Decision trees are used for classification as well as regression, hence they can have a categorical or a continuous dependent metric. MicroStrategy produces binary trees. There are various algorithms for decision trees and MicroStrategy chose to use CART. These algorithms basically differ in the way they decide which variable is the best one to branch off on. This basically involves three steps:

  • Build a maximal tree

  • Prune the maximal tree

  • Select the best pruned tree

The larger the tree, the better the quality of the result and longer the time taken. Hence the pruning step determines various sub-trees of the maximal tree which have a trade-off between time taken and the quality of the output. Of these pruned trees, MicroStrategy selects the one which balances these two aspects.

K-folds cross-validation

When MicroStrategy trains a decision tree model, the decision tree algorithm splits the training data into two sets; one set is used to develop the tree and the other set is used to validate it.

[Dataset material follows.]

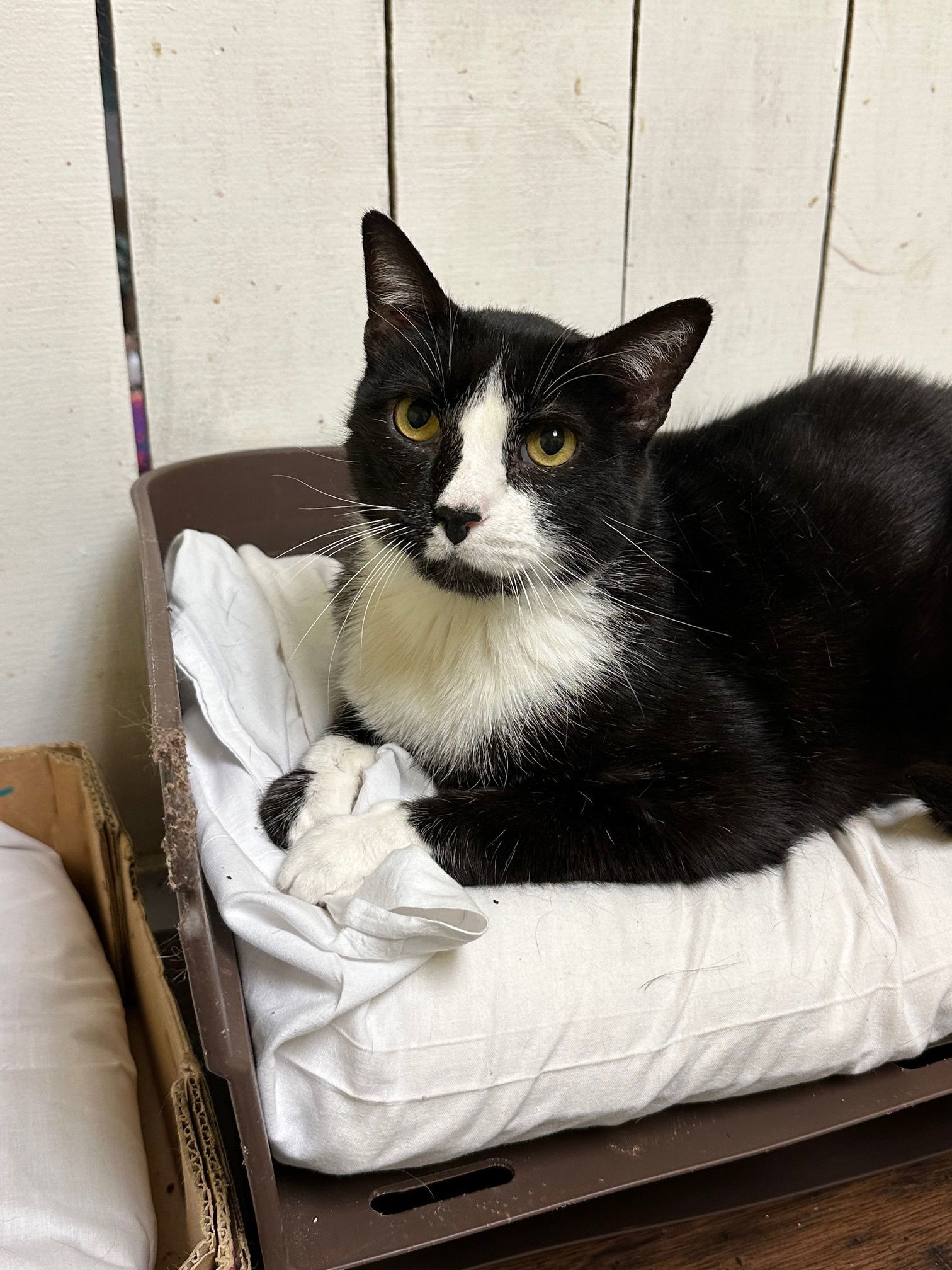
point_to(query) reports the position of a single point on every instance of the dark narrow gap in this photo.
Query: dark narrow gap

Prior to MicroStrategy 9.0, one fifth of the training data was always reserved for validating the model built on the remaining four fifths of the data. The quality of this model (referred to as the holdout method) can vary depending on how the data is split, especially if there is an unintended bias between the training set and the validation set.

K-folds cross-validation is an improvement over the holdout method. The training data is divided into k subsets, and the holdout method is repeated k times. Each time, one of the k subsets is used as the test set and the other k-1 subsets are used to build a model. Then the result across all k trials is computed, typically resulting in a better model. Since every data point is in the validation set only once, and in the training dataset k-1 times, the model is much less sensitive to how the partition is made.

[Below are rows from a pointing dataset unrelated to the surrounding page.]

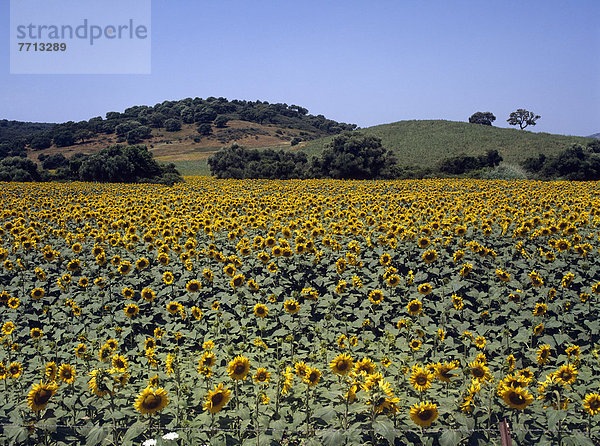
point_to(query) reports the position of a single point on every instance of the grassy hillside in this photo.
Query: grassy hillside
(425, 143)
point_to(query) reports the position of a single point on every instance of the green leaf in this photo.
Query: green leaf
(16, 434)
(96, 435)
(450, 438)
(333, 438)
(385, 428)
(134, 431)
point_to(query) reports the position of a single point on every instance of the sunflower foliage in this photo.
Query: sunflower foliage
(311, 312)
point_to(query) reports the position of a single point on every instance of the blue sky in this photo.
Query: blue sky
(363, 62)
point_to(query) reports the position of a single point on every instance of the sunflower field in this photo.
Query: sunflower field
(300, 312)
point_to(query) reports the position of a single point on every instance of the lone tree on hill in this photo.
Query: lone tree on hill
(483, 118)
(522, 118)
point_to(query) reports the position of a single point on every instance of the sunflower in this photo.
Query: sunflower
(376, 297)
(393, 280)
(67, 373)
(173, 307)
(365, 365)
(124, 268)
(540, 309)
(480, 371)
(457, 301)
(516, 397)
(479, 342)
(342, 364)
(151, 400)
(312, 376)
(429, 256)
(128, 293)
(414, 307)
(217, 398)
(261, 311)
(237, 281)
(543, 354)
(423, 242)
(291, 306)
(425, 289)
(40, 394)
(131, 310)
(80, 350)
(502, 275)
(238, 368)
(444, 370)
(465, 270)
(104, 353)
(193, 286)
(535, 279)
(142, 263)
(120, 363)
(168, 278)
(14, 369)
(566, 374)
(414, 345)
(51, 371)
(423, 414)
(262, 376)
(96, 383)
(36, 333)
(37, 293)
(148, 294)
(591, 403)
(573, 352)
(207, 359)
(421, 378)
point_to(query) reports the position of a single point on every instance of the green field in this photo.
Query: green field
(424, 143)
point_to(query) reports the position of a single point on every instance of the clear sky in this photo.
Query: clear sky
(357, 61)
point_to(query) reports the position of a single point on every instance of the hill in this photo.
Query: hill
(425, 143)
(11, 130)
(186, 131)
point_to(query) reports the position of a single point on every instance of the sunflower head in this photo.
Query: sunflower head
(217, 398)
(238, 368)
(423, 414)
(342, 364)
(40, 395)
(291, 306)
(151, 401)
(516, 397)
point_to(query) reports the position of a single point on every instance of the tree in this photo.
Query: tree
(172, 125)
(483, 118)
(221, 121)
(64, 138)
(40, 141)
(522, 118)
(353, 155)
(205, 129)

A downside is that training time tends to increase proportionally with k, so MicroStrategy allows the user to control the k parameter, limiting it to a maximum value of 10. The K-fold setting is specified on theSelect Type of Analysisdialog in the Training Metric Wizard.

If the user sets k=1, the basic hold-out method is used, with one fifth of the training data withheld for validation of a model built on the remaining four fifths of the data.